Mark Zuckerberg wird Opfer des Phänomens, von dem das sozial Netzwerk so lange profitiert hat: vom berühmten Lock-in-Effekt. Für User bedeutet dieser, dass sie eine Plattform nicht verlassen können, selbst wenn sie es möchten, weil die negativen Effekte des Ausstiegs für sie größer wären, als wenn sie widerwillig dabeiblieben. Zuckerbergs ganz eigener Lock-In-Effekt führt nun dazu, dass er Facebooks eingeschlagenen Kurs nicht verlassen kann, selbst wenn er zu der Erkenntnis käme, dass dieser aus ethisch-moralischen Gründen nicht mehr vertretbar sei.

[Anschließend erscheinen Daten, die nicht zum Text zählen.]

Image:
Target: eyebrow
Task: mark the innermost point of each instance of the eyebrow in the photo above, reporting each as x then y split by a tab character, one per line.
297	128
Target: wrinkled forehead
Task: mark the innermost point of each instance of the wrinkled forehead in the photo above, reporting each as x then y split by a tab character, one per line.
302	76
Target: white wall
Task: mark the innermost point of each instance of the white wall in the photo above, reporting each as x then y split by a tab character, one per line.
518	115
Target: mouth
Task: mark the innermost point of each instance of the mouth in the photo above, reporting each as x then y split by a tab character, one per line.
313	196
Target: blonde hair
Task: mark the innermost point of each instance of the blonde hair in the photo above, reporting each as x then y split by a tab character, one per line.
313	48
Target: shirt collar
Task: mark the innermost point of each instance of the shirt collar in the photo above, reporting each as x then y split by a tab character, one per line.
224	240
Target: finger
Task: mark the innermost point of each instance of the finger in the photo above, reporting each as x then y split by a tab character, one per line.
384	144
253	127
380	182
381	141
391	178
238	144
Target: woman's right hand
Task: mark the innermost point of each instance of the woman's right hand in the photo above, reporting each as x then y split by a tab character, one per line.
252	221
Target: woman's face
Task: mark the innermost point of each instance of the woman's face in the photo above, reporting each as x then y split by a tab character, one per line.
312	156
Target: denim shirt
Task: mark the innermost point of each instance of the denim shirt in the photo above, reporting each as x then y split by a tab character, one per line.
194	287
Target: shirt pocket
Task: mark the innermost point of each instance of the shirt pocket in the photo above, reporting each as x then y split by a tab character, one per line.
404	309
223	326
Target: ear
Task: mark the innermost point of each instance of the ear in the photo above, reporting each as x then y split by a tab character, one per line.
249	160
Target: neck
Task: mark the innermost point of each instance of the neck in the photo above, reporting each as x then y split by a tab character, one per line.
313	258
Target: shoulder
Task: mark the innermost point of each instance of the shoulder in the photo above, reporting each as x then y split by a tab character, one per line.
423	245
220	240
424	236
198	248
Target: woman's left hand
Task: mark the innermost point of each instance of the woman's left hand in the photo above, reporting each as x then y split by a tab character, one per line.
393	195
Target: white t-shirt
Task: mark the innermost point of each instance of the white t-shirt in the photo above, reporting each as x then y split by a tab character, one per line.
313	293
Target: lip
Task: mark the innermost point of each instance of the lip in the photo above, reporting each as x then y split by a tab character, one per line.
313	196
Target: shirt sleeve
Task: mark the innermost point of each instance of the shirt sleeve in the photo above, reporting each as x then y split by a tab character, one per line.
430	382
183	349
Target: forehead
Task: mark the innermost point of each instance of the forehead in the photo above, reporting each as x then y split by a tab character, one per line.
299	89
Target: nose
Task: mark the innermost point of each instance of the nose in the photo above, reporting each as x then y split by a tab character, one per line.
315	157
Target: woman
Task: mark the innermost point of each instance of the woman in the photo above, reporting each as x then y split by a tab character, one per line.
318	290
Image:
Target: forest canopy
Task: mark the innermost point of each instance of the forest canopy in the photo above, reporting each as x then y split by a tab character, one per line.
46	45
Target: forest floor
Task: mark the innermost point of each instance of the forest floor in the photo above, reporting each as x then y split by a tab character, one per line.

Seine Verpflichtungen gegenüber dem Wohl des milliardenschweren, hochprofitablen Unternehmens wiegen aus der Position des CEO heraus unweigerlich schwerer als sein Gewissen in Bezug auf die Wahrung des gesellschaftlichen Friedens. Leider, möchte ich anmerken. Aus Zweifel an den Folgen des eigenen Produkts zurückzutreten, würde auch nichts ändern und käme für Zuckerberg dem öffentlichen Eingeständnis gleich, ein Monster geschaffen zu haben. Das wäre das Letzte, was er tun würde.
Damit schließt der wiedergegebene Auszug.